“The death toll number is always provisional, in a way,” Goldman said. “I assume people won’t stop trying to find remains and the work will take a very, very long time.”

Identifying victims

Of the scores killed, only nine victims were identified as of Thursday, Maui County officials said.

To help speed up identification, the FBI announced Friday the opening of a site where people could provide DNA samples that would then be matched with the remains that have already been found.

Forensic anthropologists may use dental records and fingerprints to help confirm a person’s identity. But in Lahaina, where dental offices were burned down and where the fire was so severe it incinerated cars and melted metal, traditional methods may not apply in each case.

“For individuals who die in mass fatalities from burning or an explosion, it can fragment the body, and very high temperatures can break down the DNA molecules, so it makes the identification process more difficult,” said Robert Mann, a forensic anthropologist and medical professor at the University of Hawaii, who is assisting in Maui.

But it’s not impossible, he said.

Burnt coconut trees and homes in Lahaina town, Maui, Hawaii on Aug. 16, 2023.
Burned coconut trees and homes in Lahaina, in Maui, Wednesday.Josiah Patterson for NBC News

“You can make an identification from one bone or one tooth,” he said. “That one bone holds DNA in it.”

Maui officials are also turning to rapid DNA-testing machines, which were used in the 2018 Camp Fire in Northern California, a monstrous blaze that claimed 85 lives. DNA-testing devices were used more recently to help identify the remains of soldiers killed in the war in Ukraine.

A spokesperson for rapid DNA-testing company ANDE Corp. said it had dispatched a disaster-response team to assist in Hawaii. The company’s instrument creates a unique DNA profile for the human remains, and while that can be done within a couple of hours, awaiting a matching DNA sample, such as a cheek swab from a direct family member — a parent, child or sibling — is what often delays the procedure.

The wildfires in Maui led to entire families going missing and feared dead. Some victims may have no known direct family members, while others may be international travelers or from outside Hawaii, and so direct family members may not be available to provide a DNA sample easily. In addition, there may be people who are wary of sharing their DNA, no matter the circumstances.

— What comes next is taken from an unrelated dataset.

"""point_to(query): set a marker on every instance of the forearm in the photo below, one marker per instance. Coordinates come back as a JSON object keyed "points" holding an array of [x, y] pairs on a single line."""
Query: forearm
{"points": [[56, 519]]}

ANDE, the rapid DNA-testing company, said it retains the DNA sample only for purposes of finding and confirming an identity match. The FBI’s Honolulu Field Office said the agency would not keep samples.

Ultimately, confirming identities as soon as possible means a victim’s family can receive a death certificate and move forward with funeral arrangements, insurance claims and other estate matters.

“Something people wonder about is how long is this all going to take,” Mann said. “There’s no crystal ball to answer the how long question.”

Determining a death toll

Puerto Rico’s government initially placed the death toll from Hurricane Maria at 64 people.

But that number didn’t tell the full magnitude of the powerful storm that unleashed devastation and flash flooding on the island and decimated its power grid. The George Washington University report in 2018 found an estimated 2,975 excess deaths in the six months after the disaster, when people presumably succumbed to a lack of adequate medical care and other causes indirectly related to the hurricane.

The same may hold true in Maui.

“You may see indirect deaths — people who die not because they were exposed to the fires but because of the conditions caused by the disaster,” Goldman said.

Further classifying causes of death will be time-consuming. Some people may never be found if they perished in the flames, officials warned.

“For those people who have walked into Lahaina because they really wanted to see, know that they’re very likely walking on ‘iwi,'” Hawaii Gov. Josh Green said at a news conference this week, referring to the Hawaiian word for bones.